El teniente coloca no uno, sino tres torpedos Bangalore unidos y los hace estallar abriendo un boquete en la tapia por el que cabría un camión. Los guijarros y el alambre de espino se retuercen por el intenso calor dejando paso franco a las balas que los alemanes les regalan desde las posiciones fortificadas.

¡Fucking krauts! –gritan algunos jóvenes soldados mientras disparan por encima de la tapia malgastando la munición de sus M1 Garand.

Es el momento de jugársela y Otero no duda en acercarse al boquete y mirar al otro lado. Les espera un campo minado y después una zanja anticarro, por lo que de nuevo deben poner su vida en manos de la fortuna. El corazón le late desbocado y le tiemblan las piernas, pero ya ha perdido una guerra y no piensa cometer el mismo error dos veces. O vence o revienta.

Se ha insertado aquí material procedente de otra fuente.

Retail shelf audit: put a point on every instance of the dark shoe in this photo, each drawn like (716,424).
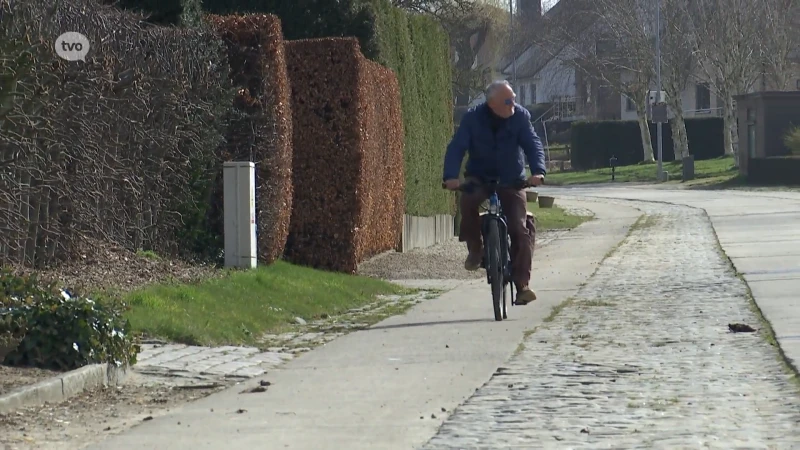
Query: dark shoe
(473,261)
(525,296)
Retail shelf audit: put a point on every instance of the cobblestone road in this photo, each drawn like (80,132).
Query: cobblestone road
(642,358)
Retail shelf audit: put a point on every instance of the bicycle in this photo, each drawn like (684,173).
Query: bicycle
(496,244)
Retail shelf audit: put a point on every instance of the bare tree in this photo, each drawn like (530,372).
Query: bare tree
(726,36)
(780,42)
(677,67)
(610,43)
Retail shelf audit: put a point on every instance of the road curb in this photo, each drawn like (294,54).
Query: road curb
(62,387)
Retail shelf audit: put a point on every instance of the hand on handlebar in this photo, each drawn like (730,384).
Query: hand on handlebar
(452,185)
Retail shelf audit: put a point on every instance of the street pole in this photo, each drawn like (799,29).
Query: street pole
(660,174)
(511,38)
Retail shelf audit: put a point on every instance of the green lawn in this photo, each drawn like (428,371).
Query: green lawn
(554,218)
(243,305)
(719,168)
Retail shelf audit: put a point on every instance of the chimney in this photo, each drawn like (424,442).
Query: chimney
(530,10)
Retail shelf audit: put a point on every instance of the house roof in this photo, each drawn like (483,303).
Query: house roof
(543,53)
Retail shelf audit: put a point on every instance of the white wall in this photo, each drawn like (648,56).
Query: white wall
(688,98)
(556,79)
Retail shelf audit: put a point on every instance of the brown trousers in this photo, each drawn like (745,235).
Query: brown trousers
(521,230)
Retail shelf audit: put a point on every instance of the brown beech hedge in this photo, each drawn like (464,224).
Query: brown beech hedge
(348,174)
(260,124)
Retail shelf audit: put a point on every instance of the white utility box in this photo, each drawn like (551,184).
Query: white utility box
(239,192)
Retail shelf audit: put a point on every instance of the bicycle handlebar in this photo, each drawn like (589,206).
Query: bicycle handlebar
(469,185)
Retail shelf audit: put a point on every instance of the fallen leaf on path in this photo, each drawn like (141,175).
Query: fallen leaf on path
(254,390)
(740,328)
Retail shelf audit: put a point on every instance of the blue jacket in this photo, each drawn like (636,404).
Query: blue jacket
(492,154)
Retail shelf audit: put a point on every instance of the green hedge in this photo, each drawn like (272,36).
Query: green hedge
(593,143)
(415,47)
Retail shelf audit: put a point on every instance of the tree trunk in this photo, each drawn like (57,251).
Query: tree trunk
(680,141)
(730,129)
(644,128)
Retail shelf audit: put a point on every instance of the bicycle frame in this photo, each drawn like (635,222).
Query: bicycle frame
(495,213)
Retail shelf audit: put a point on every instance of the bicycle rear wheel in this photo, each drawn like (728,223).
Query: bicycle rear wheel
(494,267)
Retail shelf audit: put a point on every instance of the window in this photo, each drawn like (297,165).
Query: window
(751,132)
(702,96)
(629,104)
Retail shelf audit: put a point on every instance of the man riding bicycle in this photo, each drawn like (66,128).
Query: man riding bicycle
(495,134)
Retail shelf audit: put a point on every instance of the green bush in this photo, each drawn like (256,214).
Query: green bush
(593,143)
(418,50)
(61,332)
(792,140)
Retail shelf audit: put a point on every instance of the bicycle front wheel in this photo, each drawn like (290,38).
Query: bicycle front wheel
(494,267)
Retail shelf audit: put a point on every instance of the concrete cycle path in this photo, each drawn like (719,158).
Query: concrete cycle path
(760,233)
(391,386)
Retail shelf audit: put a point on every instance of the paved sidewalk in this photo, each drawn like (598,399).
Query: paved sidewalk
(759,231)
(392,386)
(641,359)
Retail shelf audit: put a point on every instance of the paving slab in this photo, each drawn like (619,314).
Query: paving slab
(759,231)
(392,386)
(642,358)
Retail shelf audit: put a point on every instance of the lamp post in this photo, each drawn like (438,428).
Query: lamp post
(660,167)
(511,38)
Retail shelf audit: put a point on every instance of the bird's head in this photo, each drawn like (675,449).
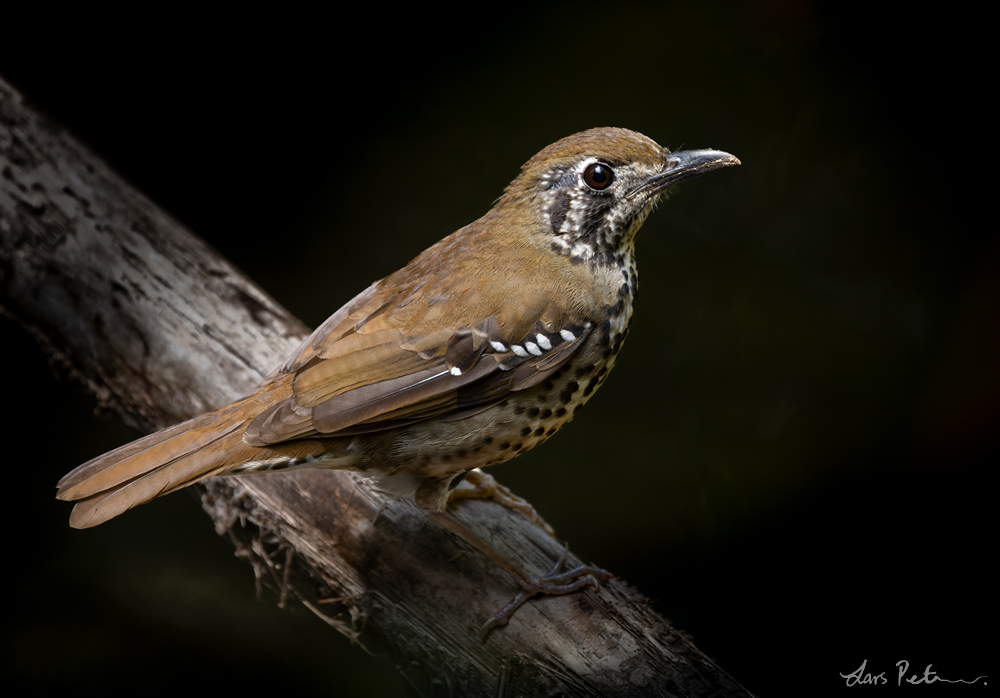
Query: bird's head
(590,192)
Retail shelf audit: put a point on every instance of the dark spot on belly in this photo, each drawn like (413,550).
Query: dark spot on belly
(567,395)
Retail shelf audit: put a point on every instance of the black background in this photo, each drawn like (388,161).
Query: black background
(791,457)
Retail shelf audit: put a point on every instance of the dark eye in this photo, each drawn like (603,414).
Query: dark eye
(598,176)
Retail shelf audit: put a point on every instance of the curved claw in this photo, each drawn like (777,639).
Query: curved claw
(555,583)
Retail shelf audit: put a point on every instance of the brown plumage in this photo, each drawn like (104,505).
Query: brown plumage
(479,349)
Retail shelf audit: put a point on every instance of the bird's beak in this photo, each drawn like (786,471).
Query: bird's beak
(685,165)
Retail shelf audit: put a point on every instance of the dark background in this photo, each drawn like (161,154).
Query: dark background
(794,448)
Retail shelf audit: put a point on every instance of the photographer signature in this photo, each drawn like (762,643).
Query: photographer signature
(861,676)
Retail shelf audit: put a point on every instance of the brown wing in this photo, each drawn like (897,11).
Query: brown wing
(377,365)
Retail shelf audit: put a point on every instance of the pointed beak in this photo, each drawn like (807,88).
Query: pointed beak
(685,165)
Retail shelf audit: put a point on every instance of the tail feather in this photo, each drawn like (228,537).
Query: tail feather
(209,459)
(124,463)
(155,465)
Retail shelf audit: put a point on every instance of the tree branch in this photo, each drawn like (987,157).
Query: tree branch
(161,328)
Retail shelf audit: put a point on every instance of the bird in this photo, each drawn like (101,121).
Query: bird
(479,349)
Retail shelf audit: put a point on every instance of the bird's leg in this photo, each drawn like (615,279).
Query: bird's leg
(555,583)
(483,486)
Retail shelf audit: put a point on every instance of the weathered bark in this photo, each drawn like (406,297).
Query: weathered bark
(162,328)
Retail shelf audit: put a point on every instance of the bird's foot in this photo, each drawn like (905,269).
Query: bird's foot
(555,583)
(484,486)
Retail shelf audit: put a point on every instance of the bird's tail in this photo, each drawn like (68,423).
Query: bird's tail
(157,464)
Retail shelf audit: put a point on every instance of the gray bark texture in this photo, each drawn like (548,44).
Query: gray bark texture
(161,328)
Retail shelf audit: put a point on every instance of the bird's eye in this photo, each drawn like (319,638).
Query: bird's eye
(598,176)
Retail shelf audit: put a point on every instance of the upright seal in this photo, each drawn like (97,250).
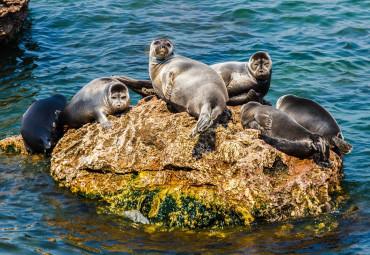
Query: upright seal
(186,84)
(315,118)
(247,81)
(97,99)
(38,128)
(282,132)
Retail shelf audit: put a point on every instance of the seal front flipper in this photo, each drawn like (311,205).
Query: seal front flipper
(167,79)
(264,120)
(342,145)
(102,119)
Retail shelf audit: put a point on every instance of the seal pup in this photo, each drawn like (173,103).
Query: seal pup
(186,84)
(95,101)
(38,126)
(315,118)
(247,81)
(283,132)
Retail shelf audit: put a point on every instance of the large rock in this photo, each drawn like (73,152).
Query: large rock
(225,177)
(12,15)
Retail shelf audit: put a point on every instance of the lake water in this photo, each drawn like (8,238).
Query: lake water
(319,49)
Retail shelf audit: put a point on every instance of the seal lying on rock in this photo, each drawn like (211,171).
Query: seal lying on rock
(283,132)
(315,118)
(246,81)
(96,100)
(38,128)
(186,84)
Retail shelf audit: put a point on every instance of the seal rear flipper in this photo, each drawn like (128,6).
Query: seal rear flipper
(342,145)
(264,120)
(321,147)
(204,122)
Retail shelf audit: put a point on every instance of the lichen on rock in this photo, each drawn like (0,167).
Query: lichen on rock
(12,15)
(225,177)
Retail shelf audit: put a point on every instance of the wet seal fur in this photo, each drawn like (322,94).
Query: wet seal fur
(282,132)
(315,118)
(187,85)
(38,127)
(247,81)
(95,101)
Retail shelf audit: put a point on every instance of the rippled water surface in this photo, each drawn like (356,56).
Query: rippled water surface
(319,49)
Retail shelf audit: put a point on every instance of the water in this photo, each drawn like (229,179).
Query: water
(319,49)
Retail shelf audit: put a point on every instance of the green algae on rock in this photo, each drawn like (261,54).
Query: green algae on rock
(225,177)
(13,145)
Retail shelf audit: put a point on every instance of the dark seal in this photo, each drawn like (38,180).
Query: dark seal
(247,81)
(95,101)
(38,127)
(282,132)
(315,118)
(187,85)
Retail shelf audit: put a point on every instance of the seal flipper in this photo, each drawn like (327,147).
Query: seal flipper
(204,121)
(342,145)
(321,146)
(167,80)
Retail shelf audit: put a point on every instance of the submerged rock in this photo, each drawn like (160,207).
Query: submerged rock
(224,177)
(12,15)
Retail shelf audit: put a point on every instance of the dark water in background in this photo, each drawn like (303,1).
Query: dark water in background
(319,49)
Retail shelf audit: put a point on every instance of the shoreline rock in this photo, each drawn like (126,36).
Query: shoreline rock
(226,177)
(12,15)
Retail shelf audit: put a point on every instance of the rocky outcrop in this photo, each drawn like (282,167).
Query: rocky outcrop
(13,145)
(12,15)
(224,177)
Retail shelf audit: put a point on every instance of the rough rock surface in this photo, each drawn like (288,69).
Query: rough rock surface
(13,145)
(225,177)
(12,15)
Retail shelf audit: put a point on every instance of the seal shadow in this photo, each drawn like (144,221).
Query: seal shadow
(207,140)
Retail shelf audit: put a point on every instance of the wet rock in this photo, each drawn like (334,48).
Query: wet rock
(12,15)
(225,177)
(13,145)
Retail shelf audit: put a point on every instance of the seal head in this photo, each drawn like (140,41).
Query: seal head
(260,65)
(95,101)
(161,50)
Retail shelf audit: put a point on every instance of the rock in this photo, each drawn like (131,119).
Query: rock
(226,177)
(13,145)
(12,15)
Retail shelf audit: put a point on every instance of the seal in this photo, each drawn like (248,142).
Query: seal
(282,132)
(38,127)
(187,85)
(95,101)
(247,81)
(315,118)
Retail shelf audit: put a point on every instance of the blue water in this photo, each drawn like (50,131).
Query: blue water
(319,49)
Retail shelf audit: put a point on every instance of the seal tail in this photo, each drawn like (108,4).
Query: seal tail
(342,145)
(206,119)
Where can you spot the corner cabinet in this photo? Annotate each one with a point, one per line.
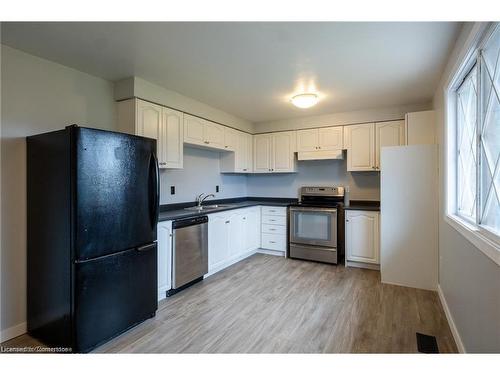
(164, 230)
(241, 159)
(150, 120)
(362, 238)
(365, 141)
(275, 152)
(320, 139)
(232, 235)
(203, 133)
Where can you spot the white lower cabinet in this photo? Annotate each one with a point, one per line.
(232, 236)
(273, 227)
(164, 231)
(362, 238)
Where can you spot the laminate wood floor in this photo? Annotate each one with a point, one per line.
(268, 304)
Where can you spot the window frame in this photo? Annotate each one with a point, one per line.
(484, 239)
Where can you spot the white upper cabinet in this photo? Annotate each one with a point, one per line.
(230, 139)
(283, 151)
(203, 133)
(389, 133)
(321, 139)
(331, 138)
(150, 120)
(214, 135)
(194, 130)
(362, 236)
(173, 134)
(420, 128)
(262, 153)
(360, 143)
(241, 160)
(307, 140)
(275, 152)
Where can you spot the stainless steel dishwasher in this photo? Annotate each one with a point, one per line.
(189, 253)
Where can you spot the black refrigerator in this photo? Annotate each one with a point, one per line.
(92, 211)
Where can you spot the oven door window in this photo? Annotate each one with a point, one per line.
(314, 227)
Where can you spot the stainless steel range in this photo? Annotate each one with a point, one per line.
(316, 224)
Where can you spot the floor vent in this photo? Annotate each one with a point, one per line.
(426, 343)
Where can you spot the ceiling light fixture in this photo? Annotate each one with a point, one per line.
(305, 100)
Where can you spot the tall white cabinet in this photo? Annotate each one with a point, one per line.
(275, 152)
(150, 120)
(365, 141)
(164, 230)
(360, 143)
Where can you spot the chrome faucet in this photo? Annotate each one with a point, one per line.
(200, 198)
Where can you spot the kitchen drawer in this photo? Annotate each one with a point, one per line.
(273, 241)
(274, 229)
(275, 220)
(275, 211)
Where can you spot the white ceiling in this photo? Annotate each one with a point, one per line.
(251, 69)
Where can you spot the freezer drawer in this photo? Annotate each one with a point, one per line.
(112, 294)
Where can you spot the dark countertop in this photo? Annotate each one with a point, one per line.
(177, 211)
(363, 205)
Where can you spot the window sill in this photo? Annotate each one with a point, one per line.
(472, 234)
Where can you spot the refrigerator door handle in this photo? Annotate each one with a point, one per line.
(156, 191)
(147, 247)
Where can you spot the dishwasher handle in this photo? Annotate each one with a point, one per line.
(182, 223)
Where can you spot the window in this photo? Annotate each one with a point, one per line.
(477, 137)
(466, 146)
(489, 135)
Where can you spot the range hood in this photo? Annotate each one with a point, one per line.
(320, 155)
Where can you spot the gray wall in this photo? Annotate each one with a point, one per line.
(469, 279)
(201, 174)
(37, 96)
(363, 185)
(140, 88)
(341, 118)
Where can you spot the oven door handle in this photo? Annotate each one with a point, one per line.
(313, 209)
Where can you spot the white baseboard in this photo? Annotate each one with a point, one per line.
(451, 322)
(271, 252)
(230, 262)
(350, 263)
(11, 332)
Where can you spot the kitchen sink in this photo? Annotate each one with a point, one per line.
(207, 207)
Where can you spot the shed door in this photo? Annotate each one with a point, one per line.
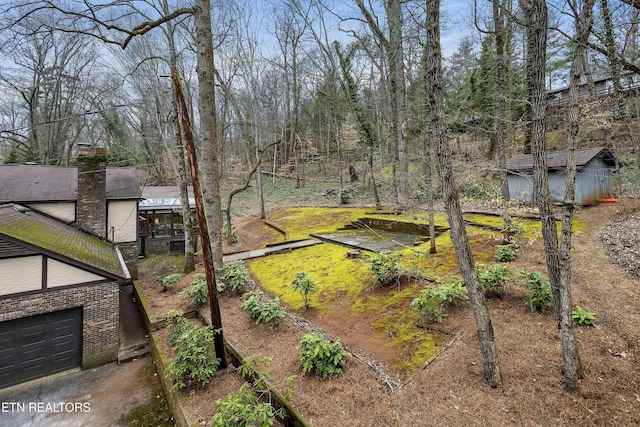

¡Private Otero! –escucha el gallego que le grita el teniente Dillon– ¡Go, go, go!

Su inglés no es muy bueno pero la orden no deja lugar a dudas. Besando la estampita de Santiago apóstol que su madre le dio el día de su marcha de Outes echa a correr junto a otros dos soldados por el campo de minas. La zanja anticarro es su siguiente objetivo y no está lejos. Igual tiene la suerte de poder contarlo y todo.